Campagna, ancora una volta, come Sardegna centrale, dove la mappa criminogena coincide con l’area normativa dalla sottocultura il parametro obiettivo conferma la consistenza di una teoria.
L’epicentro dell'abigeato e del sequestro per estorsione resta sempre lo stesso, circoscritto nella zona delinquente (che non va intesa in senso bio-genetico, ma socio-antropologico): identici gli autori, i soggetti passivi, l’oggetto, gli atti tipici dell’actio sceleris, prodotti tutti dalla stessa area, dalla stessa cultura, dagli stessi sistemi normativi.
Persino i luoghi esplicano in Barbagia ruoli criminogeni costanti: i percorsi notturni degli abigeatari, e quelli dei sequestratori, sono puntualmente gli stessi.
La mappa criminogena con i suoi punti nevralgici: le grotte degli ostaggi: nel Montalbo di Lula o nel Supramonte di Orgosolo, o nei boschi del triangolo FonniDorgali-Orune.
Gli itinerari degli emissari: un cerchio criminogeno che ruota nei paesi attorno a Nuoro "campagna con molto cemento.
Mai visto un riscatto pagato ad Iglesias o ad Alghero, mai visti banditi cagliaritani sequestrare facoltosi possidenti del Nuorese.

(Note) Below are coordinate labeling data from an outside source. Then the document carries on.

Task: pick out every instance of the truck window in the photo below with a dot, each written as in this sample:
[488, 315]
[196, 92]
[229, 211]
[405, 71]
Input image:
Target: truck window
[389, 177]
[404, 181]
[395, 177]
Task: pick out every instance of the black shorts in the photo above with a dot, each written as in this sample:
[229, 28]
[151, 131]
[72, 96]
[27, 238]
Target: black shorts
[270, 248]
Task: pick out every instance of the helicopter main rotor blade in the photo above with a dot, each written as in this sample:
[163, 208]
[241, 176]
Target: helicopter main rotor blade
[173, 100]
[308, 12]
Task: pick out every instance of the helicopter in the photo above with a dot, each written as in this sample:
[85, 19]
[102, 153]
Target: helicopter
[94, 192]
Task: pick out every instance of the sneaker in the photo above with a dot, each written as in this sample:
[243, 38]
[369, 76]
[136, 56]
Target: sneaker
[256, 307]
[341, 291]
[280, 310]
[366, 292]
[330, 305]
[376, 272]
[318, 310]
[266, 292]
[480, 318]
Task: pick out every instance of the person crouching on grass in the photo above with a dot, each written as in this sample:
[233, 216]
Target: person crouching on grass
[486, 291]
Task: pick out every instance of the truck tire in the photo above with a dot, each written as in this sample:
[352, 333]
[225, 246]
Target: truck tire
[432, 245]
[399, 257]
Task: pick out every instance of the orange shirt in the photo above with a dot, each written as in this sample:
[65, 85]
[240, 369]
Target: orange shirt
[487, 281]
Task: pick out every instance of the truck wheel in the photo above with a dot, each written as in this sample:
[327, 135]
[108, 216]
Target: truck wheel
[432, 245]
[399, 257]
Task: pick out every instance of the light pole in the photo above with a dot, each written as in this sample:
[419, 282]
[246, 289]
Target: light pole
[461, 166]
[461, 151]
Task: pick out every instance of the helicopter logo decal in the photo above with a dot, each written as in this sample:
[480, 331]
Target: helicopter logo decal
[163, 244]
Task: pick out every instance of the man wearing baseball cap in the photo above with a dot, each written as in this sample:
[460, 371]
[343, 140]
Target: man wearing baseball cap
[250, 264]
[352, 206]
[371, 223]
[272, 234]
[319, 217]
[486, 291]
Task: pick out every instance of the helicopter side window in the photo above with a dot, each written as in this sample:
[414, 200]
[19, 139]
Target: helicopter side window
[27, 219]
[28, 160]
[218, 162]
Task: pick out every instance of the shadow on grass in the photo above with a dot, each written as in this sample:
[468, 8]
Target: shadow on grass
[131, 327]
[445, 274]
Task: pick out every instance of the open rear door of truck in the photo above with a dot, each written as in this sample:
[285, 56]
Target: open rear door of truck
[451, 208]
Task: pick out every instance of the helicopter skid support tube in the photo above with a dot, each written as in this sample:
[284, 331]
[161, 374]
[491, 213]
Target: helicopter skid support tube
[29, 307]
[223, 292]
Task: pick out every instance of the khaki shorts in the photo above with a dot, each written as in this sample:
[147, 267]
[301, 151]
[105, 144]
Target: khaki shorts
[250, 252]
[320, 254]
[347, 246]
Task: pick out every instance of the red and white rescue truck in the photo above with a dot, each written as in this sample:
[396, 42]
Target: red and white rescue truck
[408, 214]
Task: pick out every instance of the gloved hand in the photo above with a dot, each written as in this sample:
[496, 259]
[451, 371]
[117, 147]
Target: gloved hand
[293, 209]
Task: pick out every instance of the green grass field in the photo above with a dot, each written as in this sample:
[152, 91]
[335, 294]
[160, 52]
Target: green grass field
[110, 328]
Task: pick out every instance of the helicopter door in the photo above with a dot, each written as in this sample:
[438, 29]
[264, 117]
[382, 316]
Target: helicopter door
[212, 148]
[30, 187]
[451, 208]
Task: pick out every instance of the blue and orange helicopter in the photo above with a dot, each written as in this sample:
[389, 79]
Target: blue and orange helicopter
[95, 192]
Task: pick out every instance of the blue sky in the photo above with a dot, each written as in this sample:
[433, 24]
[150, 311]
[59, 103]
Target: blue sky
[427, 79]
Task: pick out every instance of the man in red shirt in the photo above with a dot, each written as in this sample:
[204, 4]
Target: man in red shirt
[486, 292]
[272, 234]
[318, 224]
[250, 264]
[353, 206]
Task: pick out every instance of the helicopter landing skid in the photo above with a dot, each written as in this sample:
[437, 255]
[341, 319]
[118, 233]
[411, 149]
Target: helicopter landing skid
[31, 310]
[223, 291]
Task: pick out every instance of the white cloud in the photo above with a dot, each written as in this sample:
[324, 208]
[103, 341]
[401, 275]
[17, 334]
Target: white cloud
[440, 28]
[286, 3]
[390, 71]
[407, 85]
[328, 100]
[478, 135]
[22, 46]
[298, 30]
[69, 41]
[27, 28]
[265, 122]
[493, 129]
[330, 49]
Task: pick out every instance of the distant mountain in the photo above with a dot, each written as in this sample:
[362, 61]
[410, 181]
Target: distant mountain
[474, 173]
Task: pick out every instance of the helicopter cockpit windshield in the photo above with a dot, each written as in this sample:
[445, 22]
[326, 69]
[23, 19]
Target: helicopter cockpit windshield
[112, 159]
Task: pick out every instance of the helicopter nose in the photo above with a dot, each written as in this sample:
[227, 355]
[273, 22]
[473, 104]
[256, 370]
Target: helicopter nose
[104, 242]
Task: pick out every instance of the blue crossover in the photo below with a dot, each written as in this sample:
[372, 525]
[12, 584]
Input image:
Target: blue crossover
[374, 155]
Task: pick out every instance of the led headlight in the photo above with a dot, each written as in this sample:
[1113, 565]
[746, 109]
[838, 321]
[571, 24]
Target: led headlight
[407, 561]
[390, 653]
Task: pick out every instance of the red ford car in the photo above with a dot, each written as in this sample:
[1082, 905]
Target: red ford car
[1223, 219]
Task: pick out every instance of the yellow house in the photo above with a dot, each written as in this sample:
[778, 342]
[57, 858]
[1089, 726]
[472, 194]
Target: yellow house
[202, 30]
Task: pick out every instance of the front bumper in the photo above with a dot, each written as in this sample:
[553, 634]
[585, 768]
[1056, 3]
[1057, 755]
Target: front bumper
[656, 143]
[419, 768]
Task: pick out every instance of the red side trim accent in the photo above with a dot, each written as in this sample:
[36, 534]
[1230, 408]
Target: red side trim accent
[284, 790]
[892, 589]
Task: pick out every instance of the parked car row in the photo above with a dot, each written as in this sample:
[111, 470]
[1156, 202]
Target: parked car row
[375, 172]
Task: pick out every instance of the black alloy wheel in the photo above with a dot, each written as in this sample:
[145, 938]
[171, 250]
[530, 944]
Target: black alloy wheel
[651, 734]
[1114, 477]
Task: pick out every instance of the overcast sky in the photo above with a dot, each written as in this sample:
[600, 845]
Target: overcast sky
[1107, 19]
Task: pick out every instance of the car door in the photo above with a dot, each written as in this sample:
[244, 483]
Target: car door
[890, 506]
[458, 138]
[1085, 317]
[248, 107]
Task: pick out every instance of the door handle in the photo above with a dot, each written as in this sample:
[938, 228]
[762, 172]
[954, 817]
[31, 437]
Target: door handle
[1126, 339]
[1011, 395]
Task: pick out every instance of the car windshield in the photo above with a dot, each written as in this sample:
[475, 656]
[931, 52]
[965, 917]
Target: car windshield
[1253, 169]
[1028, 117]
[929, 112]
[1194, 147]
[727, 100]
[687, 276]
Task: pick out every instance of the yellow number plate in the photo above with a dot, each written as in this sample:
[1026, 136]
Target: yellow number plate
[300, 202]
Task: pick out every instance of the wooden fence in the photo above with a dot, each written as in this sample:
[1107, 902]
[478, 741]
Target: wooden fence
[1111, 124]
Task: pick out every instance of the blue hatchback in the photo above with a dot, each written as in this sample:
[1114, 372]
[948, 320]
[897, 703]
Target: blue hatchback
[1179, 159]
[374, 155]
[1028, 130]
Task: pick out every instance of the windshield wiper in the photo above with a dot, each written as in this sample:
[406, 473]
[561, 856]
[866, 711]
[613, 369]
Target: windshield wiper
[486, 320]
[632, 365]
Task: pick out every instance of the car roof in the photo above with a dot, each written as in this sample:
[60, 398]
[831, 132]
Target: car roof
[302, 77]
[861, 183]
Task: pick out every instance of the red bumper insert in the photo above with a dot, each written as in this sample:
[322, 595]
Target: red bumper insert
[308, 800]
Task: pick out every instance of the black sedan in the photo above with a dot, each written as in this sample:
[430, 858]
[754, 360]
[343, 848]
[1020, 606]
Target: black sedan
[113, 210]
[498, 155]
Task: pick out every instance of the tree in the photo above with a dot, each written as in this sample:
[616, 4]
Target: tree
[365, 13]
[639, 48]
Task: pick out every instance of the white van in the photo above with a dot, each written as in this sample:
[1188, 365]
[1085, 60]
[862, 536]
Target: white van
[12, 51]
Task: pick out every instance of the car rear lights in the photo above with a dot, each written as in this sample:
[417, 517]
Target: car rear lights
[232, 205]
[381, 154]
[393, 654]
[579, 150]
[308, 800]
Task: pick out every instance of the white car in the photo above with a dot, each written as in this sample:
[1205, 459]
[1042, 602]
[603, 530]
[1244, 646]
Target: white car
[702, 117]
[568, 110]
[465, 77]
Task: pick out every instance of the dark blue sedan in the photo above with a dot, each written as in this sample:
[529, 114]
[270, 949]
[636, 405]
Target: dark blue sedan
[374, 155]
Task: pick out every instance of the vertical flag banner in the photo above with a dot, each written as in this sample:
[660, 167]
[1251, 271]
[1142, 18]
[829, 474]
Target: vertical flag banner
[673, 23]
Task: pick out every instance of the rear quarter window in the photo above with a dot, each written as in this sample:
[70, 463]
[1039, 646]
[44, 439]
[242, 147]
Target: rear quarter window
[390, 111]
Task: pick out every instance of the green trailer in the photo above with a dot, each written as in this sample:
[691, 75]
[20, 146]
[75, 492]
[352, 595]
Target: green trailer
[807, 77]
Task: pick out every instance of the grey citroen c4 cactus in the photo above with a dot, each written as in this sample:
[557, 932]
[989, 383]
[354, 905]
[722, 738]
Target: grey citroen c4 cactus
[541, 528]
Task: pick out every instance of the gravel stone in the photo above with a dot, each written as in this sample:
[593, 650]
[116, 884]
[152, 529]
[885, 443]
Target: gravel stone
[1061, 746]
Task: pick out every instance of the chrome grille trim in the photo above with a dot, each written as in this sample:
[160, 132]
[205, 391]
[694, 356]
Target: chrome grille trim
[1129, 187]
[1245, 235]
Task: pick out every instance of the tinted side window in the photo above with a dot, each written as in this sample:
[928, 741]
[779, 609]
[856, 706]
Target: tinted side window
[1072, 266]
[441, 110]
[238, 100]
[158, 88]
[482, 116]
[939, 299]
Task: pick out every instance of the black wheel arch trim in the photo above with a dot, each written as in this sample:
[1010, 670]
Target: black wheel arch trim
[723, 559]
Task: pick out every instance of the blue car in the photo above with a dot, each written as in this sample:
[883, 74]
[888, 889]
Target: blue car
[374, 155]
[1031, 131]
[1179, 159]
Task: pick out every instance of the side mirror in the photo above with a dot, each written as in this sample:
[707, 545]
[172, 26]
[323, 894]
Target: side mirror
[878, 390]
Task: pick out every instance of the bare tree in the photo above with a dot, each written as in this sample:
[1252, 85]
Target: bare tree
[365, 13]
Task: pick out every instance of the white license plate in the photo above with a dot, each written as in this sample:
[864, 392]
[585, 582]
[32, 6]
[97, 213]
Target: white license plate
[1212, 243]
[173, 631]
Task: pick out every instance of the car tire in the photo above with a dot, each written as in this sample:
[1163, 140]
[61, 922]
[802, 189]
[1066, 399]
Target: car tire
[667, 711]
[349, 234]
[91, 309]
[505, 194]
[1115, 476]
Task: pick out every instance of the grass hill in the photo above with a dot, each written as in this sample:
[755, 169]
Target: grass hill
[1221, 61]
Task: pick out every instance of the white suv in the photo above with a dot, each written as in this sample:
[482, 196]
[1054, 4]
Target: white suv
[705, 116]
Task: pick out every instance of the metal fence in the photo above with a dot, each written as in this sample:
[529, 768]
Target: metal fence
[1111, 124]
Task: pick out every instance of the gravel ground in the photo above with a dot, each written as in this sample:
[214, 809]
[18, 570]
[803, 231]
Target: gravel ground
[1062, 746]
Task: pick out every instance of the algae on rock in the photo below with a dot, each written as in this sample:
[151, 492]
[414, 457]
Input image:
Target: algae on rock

Bisogna entrare in carcere per conoscere, da un osservatorio privilegiato, l’identità antropologica degli autori del sequestro, e bisogna entrare nelle caserme dei "paesi caldi" per saperne di più sui passi obbligati degli abigeatari.
In Barbagia c'è ancora l’ovile, c'è - alle soglie del 2000 - il deserto nelle campagne e c'è - drammatico - il furto di bestiame (4.635 capi nell'87, circa come 20 anni fa): oggi come ieri lì si massacrano ancora uomini e bestie.
II fatturato di Orune: 3.500 abitanti, una fabbrica di morte che produce in media 4 omicidi all'anno negli ultimi lustri, con sei latitanti in attività. E il fatturato vale, con andamenti ciclici, per Fonni come per Benettutti, per Oniferi, per Desulo o Mamoiada. Elemento essenziale del sequestro il latitante, pur esso prodotto esclusivo dell'area barbaricina.
Ha detto un noto Giudice Istruttore: "non tutti i barbaricini sono banditi, ma tutti i banditi sono barbaricini". La battuta restituisce l’aggettivo autentico ("barbaricino") al volto dell'anonima sequestri.
Ma attenti alle soluzioni militari: il problema del banditismo non si risolve, né con le "cartucce da 200 lire né con i gas nel Supramonte".
Dentro il freddo linguaggio delle cifre si chiude il quadro analitico del fenomeno, quello prognostico non costituisce oggetto del presente discorso.